Dynamic planning where an LLM generates a plan, executes it, and revises the plan on failure -- up to a maximum number of revisions.

Overview

Adaptive Plans combine LLM-powered plan generation with automatic error-driven revision. An LLM planner generates a PlanNode tree, the runtime compiles and executes it, and if execution fails, the error is fed back to the planner to produce a revised plan.

Signature

function adaptivePlan<O>(opts: {
  planner: Step<string, PlanNode>;
  agents: Record<string, (prompt: string) => Step<string, unknown>>;
  constraints?: PlanConstraints;
  maxRevisions: number;
  executeStep?: ExecuteStepFn;
}): Step<string, O>
ParameterTypePurpose
plannerStep<string, PlanNode>A step that takes a task description and returns a PlanNode tree
agentsRecord<string, (prompt: string) => Step>Agent factories keyed by role name
constraintsPlanConstraintsOptional constraints on execution
maxRevisionsnumberMaximum number of plan revisions before giving up
executeStepExecuteStepFnOptional custom step executor

Example

import { adaptivePlan, react, step, PlanNodeSchema } from '@noetic/core';

const planner = step.llm({
  id: 'plan-generator',
  model: 'gpt-4o',
  system: 'Generate a task plan as a PlanNode tree.
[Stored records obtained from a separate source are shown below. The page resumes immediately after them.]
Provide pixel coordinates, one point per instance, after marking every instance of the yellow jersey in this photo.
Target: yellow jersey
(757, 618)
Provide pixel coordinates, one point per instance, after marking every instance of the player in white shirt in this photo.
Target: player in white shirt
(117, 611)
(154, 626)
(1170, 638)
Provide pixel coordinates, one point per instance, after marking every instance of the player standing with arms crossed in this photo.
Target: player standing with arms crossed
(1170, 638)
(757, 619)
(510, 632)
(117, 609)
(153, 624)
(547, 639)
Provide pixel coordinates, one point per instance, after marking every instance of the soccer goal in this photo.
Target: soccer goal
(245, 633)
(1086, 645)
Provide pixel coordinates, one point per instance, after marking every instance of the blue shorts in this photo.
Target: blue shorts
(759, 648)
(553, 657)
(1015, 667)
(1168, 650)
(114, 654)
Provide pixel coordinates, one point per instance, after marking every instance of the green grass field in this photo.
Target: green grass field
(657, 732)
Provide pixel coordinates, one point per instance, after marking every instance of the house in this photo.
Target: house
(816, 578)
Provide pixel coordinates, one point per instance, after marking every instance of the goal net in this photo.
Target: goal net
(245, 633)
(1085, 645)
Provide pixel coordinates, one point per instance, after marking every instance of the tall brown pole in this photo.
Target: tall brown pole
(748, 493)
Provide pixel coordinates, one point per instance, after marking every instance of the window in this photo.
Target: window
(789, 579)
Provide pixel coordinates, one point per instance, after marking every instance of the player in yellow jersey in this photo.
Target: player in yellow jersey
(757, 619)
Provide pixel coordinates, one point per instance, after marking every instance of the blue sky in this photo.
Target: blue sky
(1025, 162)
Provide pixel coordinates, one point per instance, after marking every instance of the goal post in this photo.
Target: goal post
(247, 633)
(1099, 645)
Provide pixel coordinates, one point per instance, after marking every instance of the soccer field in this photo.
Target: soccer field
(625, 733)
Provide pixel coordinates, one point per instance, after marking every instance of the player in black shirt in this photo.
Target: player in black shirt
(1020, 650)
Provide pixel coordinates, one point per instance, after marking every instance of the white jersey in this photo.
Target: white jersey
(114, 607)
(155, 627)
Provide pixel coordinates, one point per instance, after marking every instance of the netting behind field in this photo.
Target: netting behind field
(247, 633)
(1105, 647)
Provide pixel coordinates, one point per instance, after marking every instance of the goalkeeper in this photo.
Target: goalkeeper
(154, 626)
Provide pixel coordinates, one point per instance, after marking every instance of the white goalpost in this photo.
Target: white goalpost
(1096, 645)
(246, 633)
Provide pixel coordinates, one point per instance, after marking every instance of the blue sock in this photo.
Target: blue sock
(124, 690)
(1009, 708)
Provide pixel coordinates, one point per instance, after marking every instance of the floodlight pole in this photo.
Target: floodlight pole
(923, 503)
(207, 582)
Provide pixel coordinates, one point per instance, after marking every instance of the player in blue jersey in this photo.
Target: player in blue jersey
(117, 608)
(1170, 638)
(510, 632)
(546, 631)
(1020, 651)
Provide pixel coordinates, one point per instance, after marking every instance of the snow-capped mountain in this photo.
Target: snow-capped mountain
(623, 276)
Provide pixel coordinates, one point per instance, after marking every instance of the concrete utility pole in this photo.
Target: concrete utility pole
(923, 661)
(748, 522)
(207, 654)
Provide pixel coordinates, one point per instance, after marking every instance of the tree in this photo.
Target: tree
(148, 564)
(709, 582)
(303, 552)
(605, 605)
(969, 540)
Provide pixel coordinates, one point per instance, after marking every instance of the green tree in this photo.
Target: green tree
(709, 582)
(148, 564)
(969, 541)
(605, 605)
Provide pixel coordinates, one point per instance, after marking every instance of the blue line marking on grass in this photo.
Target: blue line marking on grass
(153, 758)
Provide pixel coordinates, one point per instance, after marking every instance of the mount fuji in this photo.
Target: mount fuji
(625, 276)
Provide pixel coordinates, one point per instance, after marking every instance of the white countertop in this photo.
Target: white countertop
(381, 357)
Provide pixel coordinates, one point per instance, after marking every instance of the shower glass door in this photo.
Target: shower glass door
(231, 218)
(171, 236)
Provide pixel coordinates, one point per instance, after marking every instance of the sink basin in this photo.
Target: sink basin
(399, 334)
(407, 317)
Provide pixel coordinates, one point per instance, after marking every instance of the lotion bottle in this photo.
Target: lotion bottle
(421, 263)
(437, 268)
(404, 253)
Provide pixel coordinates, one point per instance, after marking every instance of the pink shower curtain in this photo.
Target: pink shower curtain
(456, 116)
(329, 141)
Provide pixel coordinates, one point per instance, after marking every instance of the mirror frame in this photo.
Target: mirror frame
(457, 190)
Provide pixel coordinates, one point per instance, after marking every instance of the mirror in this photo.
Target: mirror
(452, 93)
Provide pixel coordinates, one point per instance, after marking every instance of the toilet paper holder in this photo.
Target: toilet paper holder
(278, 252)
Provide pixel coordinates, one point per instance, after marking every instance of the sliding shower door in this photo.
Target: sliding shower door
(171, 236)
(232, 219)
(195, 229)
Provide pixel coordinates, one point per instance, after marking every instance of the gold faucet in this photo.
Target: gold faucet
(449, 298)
Available agents: researcher, coder.',
  output: PlanNodeSchema,
});

const agents = {
  researcher: (prompt: string) => react({
    model: 'gpt-4o',
    system: prompt,
    tools: [searchTool],
  }),
  coder: (prompt: string) => react({
    model: 'gpt-4o',
    system: prompt,
    tools: [codeTool, testTool],
  }),
};

const agent = adaptivePlan({
  planner,
  agents,
  maxRevisions: 3,
});

How It Works

  1. The planner step receives the user input and generates a PlanNode tree.
  2. The tree is compiled via compilePlan() into an executable Step.
  3. The compiled step is executed.
  4. If execution throws an error, the error message is appended to the original input: "{input}\n\nPrevious plan failed: {error.message}".
  5. The planner generates a revised plan with this context.
  6. Steps 2-5 repeat until execution succeeds or maxRevisions is exhausted.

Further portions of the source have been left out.